Fußballprofi
und Alkoholiker

Uli Borowka (Mitte) sprach gut eineinhalb Stunden lang über sein Doppelleben als Ex-Fußballprofi und Alkoholiker. Foto: BBW-Bremen

„Volle Pulle. Mein Doppelleben als Fußballprofi und Alkoholiker“ – so lautet der Titel eines Buchs von Ex-Fußballprofi Uli Borowka. Auf Einladung des Berufsbildungswerks Bremen (BBW Bremen) las Borowka jetzt vor rund 550 Auszubildenden daraus vor und redete über seine Alkohol- und Medikamentensucht.

Es war mucksmäuschenstill in der großen Sporthalle des BBW Bremen, als Uli Borowka das Mikrofon in die Hand nahm. Wer nun eine Plauderstunde über das schillernde Leben eines Ex-Fußballprofis erwartet hatte, wurde eines Besseren belehrt: „Borowka rechnete authentisch und schonungslos mit seiner Alkohol- und Medikamentensucht ab und suchte den Kontakt zu den Auszubildenden, um mit ihnen ins Gespräch zu kommen”, teilte der Veranstalter mit.

„Ich war mal ganz oben“, berichtete der mehrfache Nationalspieler und Pokalsieger den jungen Frauen und Männern, die für diesen Termin von der Arbeit freigestellt wurden, „ich hatte alles, eine Villa in Oberneuland, drei Autos, eine Frau, zwei Kinder.“ Sieben Jahre lang spielte er beim Fußballverein Borussia Mönchengladbach, neun bei Werder Bremen. Der heute 57-Jährige war als schuss- und zweikampfstarker Abwehrspieler gefürchtet, was ihm den Spitznamen „die Axt“ einbrachte. „Und parallel dazu war ich 16 Jahre lang Alkoholiker und 14 Jahre medikamentenabhängig“, ergänzte Borowka.

Im Jahr 1996 wurde sein Vertrag bei Werder gekündigt. Um den persönlichen Absturz eindrücklich zu schildern, las er aus dem ersten Kapitel seines Buches „Volle Pulle. Mein Doppelleben als Fußballprofi und Alkoholiker“. Darin beschreibt er seine Angst und Einsamkeit, nachdem die Villa verkauft war, Halluzinationen, den Griff nach Alkohol und Medikamenten sowie seinen Suizidversuch.

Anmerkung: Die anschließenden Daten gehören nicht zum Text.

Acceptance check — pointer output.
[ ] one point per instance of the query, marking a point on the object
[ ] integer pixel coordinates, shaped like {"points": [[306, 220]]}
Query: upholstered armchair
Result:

Es dauerte weitere vier Jahre, bis er seine Alkoholabhängigkeit in einem viermonatigen Klinikaufenthalt aufgearbeitet hatte und trocken wurde. „Ich hatte komplett die Bodenhaftung verloren“, berichtete Borowka, „ich war internet- und spielsüchtig, nahm Drogen, hatte Autounfälle mit Promille und Schulden in einer sechsstelligen Höhe. Ich stand kurz vor dem Knast, für mich gibt es eine Akte!“

Der Ex-Werderaner nutzte seinen Willen und Ehrgeiz, um sich aus dieser Situation wieder herauszukämpfen: „Jeder Tag, an dem ich keinen Alkohol getrunken habe, ist für mich mehr wert als jeder Titel, den ich gewonnen habe!“ Heute setzt Borowka alles daran, um mithilfe seines Vereins zur Suchtprävention und Suchthilfe über Alkoholmissbrauch aufzuklären. Er sprach seine junge Zuhörerschaft direkt an, stellte Nachfragen zum Komasaufen, zum „angetrunkenen Glücklichsein.“ Und klärte eindringlich auf: „Alkohol ist Zellgift“, gab er einem jungen Mann mit auf den Weg, „in jungen Jahren kann Alkohol innere Organe angreifen!“ Er gab Tipps, wie man mit „Saufdruck“ umgehen kann, nämlich sich anderen anvertrauen und darüber zu reden. Borowkas ehrliche und kompromisslose Art kam bei den Jugendlichen gut an: „Seine Offenheit hat mich beeindruckt.“, „Er war total authentisch.“, „Es hat mich begeistert, dass er aus dem Loch selbstständig rausgefunden hat.“, lautete die Resonanz. (rd/ Quelle: BBW Bremen)

Das Berufsbildungswerk Bremen bietet seit mehr als 41 Jahren jungen Menschen mit Handicap die Chance, einen Beruf zu erlernen, der sowohl ihren Talenten als auch den individuellen Einschränkungen entspricht. Derzeit werden im BBW Bremen rund 550 junge Erwachsene aus ganz Deutschland ausgebildet oder auf ihre Ausbildung vorbereitet. Die Palette der 38 verschiedenen Ausbildungen reicht von Berufen im Bereich Wirtschaft und Verwaltung, über Handwerk und Gartenbau, bis zu Ernährung und Hauswirtschaft.